Мотив метели вошел в русскую литературу вместе со стихами П.А. Вяземского, первым из русских поэтов, связавшим специфику национального характера с любовью к зиме. В его лирике зима предстает в двух ипостасях: в виде «волшебницы», застилающей долины бе-
лой «скатертью», и в виде демонической, темной силы, кружением снега смешивающей небеса и землю, переиначивающей свет во тьму. В образе метели поэт обнаруживает потенции философской и литературной универсалии, и его стихотворение «Метель» дает инфернальный вариант развития «метельного» сюжета: путник, замкнутый в степи вьюгой, обращается в игрушку бесовских сил и движется к гибели. В этом стихотворении содержится весь комплекс значений инфернального варианта сюжета метели: поглощение света тьмой, бесовское кружение, потеря ориентации в пространстве, угроза реальной опасности. Особенно активно в немногочисленных стихотворениях поэта, упоминающих метель или вьюгу, подчеркивается ночная природа этого явления. В элегии «Первый снег», сам процесс преображения природы, ее «убеления», остается «за кадром», однако уже здесь вьюга соседствует с тьмой. В «Метели», послании «К моим друзьям Жуковскому, Батюшкову и Северину» и стихотворении «Зима» взаимодействие двух начал продолжается. Этот комплекс «метельных» значений частично поддерживается в зимней лирике В.А. Жуковского, Н.М. Языкова и М.Ю. Лермонтова. Разрушительный, противный всему живому характер метели выходит на первый план в стихотворениях В.А. Жуковского «Гимн» и «Овсяный кисель». В них вьюга демонстрирует злую ипостась природы, что связано с ветхозаветным осмыслением бури или другого природного катаклизма как Божьей кары за человеческие прегрешения. В балладе «Светлана» образно-смысловой ряд «метель / тьма / испытание» расширяется за счет мотивов смерти / могилы и потери пути.

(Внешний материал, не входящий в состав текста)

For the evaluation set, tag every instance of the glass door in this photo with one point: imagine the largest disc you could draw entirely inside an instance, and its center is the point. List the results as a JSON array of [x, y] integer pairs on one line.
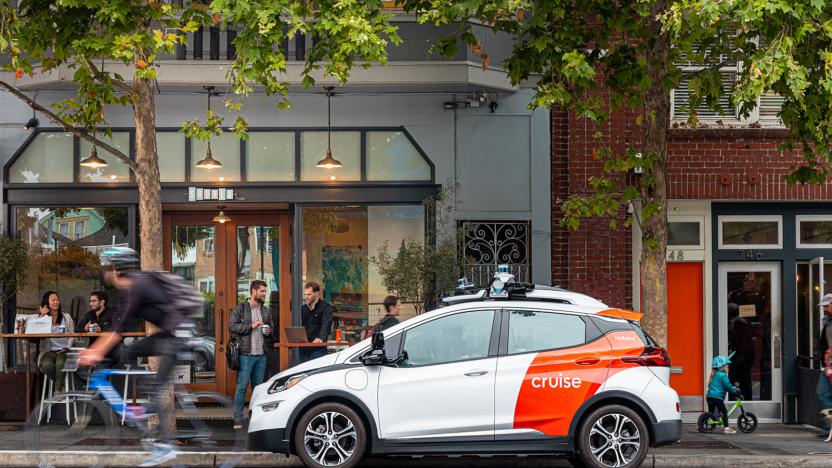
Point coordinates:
[[750, 327], [221, 261]]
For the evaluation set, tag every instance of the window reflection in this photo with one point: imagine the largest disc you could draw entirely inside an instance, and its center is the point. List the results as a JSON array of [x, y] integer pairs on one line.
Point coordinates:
[[64, 246], [337, 243]]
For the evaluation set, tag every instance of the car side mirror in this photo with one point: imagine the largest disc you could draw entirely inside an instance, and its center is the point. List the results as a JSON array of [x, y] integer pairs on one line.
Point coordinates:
[[376, 356]]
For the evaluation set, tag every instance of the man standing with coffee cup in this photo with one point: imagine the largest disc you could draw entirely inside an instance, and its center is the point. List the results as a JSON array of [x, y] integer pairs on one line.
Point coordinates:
[[251, 322], [99, 318]]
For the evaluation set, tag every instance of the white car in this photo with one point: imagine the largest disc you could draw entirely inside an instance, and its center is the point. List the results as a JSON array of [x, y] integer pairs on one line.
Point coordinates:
[[539, 371]]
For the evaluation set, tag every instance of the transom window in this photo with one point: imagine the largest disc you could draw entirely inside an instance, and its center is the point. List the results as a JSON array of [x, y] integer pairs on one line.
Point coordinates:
[[271, 156], [747, 232], [814, 231]]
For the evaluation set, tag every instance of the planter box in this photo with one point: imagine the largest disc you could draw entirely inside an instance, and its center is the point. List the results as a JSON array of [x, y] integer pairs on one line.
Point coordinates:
[[13, 389]]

А вот в лирике Н.М. Языкова отчетливо звучит и другой мотив, заявленный Вяземским: восприятие метели отражает специфику национального характера, объясняет русский менталитет. Одним из факторов формирования национального характера, в частности мечтательности, называет вьюгу В. Кюхельбекер в романе «Последний Колонна». Тему метели как символа «нерассветного» пространства продолжает М.Ю. Лермонтов. В его стихах метель становится частью «горного текста» и сопрягается с холодной вечностью, исключающей людское присутствие. Метель в горах - знак обреченности человека, его смертности, в то же время это и символ величавого бессмертия «пустынных» гор, отстраненных от всего живого.